Visual Object Representation Based on Salient Local Features

【作者】 王彦杰

【导师】 贾云得;

【作者基本信息】 北京理工大学 , 计算机应用技术, 2010, 博士

【摘要】 视觉物体表示(visual object representation)是联系底层图像信息和高层语义概念的纽带,在图像感知、场景理解等计算机视觉任务中起着关键性的作用。基于局部特征的视觉物体表示具有表示能力强、对图像遮挡和背景混淆较为鲁棒的特点,近年来引起人们的高度重视。本文从局部特征的统计建模与判别学习入手,研究基于局部特征的视觉物体表示方法,主要研究包括视觉单词的统计建模与学习、类别显著局部特征检测(category salient local feature detection)以及通用和类别视觉单词(visual word)的相互协作表示。对视觉单词进行统计建模,可以度量局部特征的变化规律,更准确地表示视觉物体。检测类别显著局部特征可以快速定位物体在图像中的位置,并为建立类特定的视觉物体表示奠定基础。将类别的和通用视觉单词结合起来,充分发挥二者的优势,提高物体表示的类别可区分能力,更有利于解决图像分类问题。本文提出了一种视觉单词的统计建模和判别学习方法。假设属于同一视觉单词的局部特征服从高斯混合分布;采用改进的最大-最小后验伪概率判别学习方法从样本中计算高斯混合分布,利用基于最小描述长度的期望最大化方法估计该分布的成分个数。在此基础上,采用后验伪概率度量局部特征与视觉单词间的相似度,建立视觉单词软直方图(soft histogram)表示。本文给出了两种图像软直方图表示策略:一种是基于分类的软直方图方法,根据相似度最大原则建立局部特征与视觉单词间的对应关系;另一种是完全软直方图方法,根据相似度将局部特征对应到所有的视觉单词。在Caltech-4和PASCAL VOC 2006两个图像数据库上进行的实验结果表明,高斯混合模型建模的视觉单词优于高斯模型建模的视觉单词和基于聚类中心的视觉单词;利用判别学习算法可以提高相似度度量和物体识别的准确性;在相同条件下,视觉单词软直方图表示比硬直方图表示更加优越。本文提出了一种类别显著局部特征的检测方法,该方法结合表观(appearance)和上下文(context)两种信息定义局部特征的类别显著性,以序贯的方式提取表观显著且上下文显著的局部特征。
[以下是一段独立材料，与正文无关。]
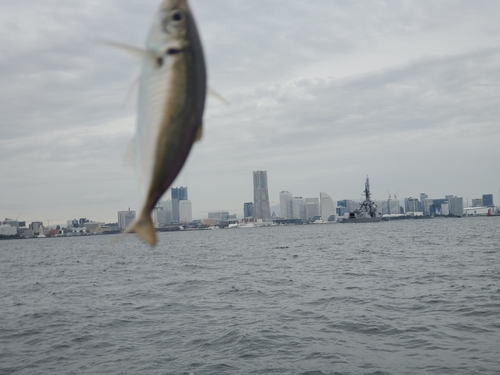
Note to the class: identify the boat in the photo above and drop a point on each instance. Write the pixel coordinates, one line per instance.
(367, 211)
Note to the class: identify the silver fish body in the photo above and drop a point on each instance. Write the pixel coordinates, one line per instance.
(172, 93)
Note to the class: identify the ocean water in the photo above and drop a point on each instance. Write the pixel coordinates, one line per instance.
(401, 297)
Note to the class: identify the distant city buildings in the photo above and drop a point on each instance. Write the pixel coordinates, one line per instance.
(286, 205)
(412, 205)
(488, 200)
(185, 211)
(248, 210)
(177, 194)
(327, 207)
(125, 218)
(219, 215)
(261, 207)
(478, 202)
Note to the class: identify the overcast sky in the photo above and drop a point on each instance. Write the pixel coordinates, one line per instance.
(322, 93)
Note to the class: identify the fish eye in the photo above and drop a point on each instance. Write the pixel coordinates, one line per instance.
(177, 16)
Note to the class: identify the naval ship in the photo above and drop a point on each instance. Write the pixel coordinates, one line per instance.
(367, 211)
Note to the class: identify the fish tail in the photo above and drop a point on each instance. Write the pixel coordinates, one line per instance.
(143, 227)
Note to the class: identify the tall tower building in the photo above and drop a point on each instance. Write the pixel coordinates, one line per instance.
(178, 194)
(456, 206)
(125, 218)
(286, 204)
(298, 208)
(185, 211)
(312, 207)
(248, 209)
(488, 200)
(261, 208)
(327, 207)
(411, 205)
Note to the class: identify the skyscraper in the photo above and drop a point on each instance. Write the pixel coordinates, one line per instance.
(488, 200)
(298, 208)
(248, 209)
(327, 207)
(261, 208)
(456, 206)
(286, 204)
(185, 211)
(124, 218)
(312, 207)
(411, 205)
(178, 194)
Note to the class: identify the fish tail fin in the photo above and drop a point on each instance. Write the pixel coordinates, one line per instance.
(143, 227)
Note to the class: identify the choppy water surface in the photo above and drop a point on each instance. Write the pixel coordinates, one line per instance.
(407, 297)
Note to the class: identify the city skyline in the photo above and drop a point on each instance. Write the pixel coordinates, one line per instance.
(407, 97)
(322, 201)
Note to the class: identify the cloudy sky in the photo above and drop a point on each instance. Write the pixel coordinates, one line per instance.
(321, 92)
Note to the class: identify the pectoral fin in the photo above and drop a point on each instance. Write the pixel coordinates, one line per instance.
(199, 133)
(215, 94)
(129, 160)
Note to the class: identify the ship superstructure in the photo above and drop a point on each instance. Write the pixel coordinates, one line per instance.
(367, 211)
根据局部特征属于某个物体类别的后验概率来度量表观显著性,并采用易于直接计算的后验伪概率模拟后验概率,其中的未知参数由最大-最小后验伪概率判决学习方法从仅具有类别标注的训练图像中学习得到。在显著局部特征检测的基础上建立邻域同现星状模型(co-occurrence star model),根据局部特征邻域的视觉单词同现性规律定义上下文显著性。本文将类别显著局部特征检测算法应用于物体识别与定位问题,以初始候选窗口的显著局部特征分布情况为依据快速地选择有效候选窗口,排除大量不相关的初始候选窗口,以此提高物体定位的计算效率和效果。在数据库INRIA horse和PASCAL VOC 2006上进行的显著局部特征检测和物体定位实验表明,检测的类别显著局部特征具有物体类别的可区分性,并取得较好的物体定位结果。本文提出了一种类别和通用视觉单词相互协作的视觉物体表示方法。假定属于某一个物体类别的局部特征服从高斯混合分布,每一个高斯成分被看做是一个类别视觉单词。对所有的类别视觉单词进行k-means聚类以产生通用视觉单词,记录通用视觉单词和类别视觉单词间的对应关系。在图像表示过程中,计算所有局部特征属于通用视觉单词的平均后验伪概率,将该值分配到与之对应的类别视觉单词,该值反映了通用视觉单词及其对应的类别视觉单词在图像中出现的可能性。将一个物体类别所有的类别视觉单词在图像中出现的可能性按照指定顺序排列,得到类特定的特征向量表示。本文提出的图像表示方法具有较强的类别可区分能力,在PASCAL VOC 2006和Caltech-101数据库上进行物体识别实验,在Corel-5K数据库上进行图像标注与检索实验,均取得了较好的图像分类实验结果。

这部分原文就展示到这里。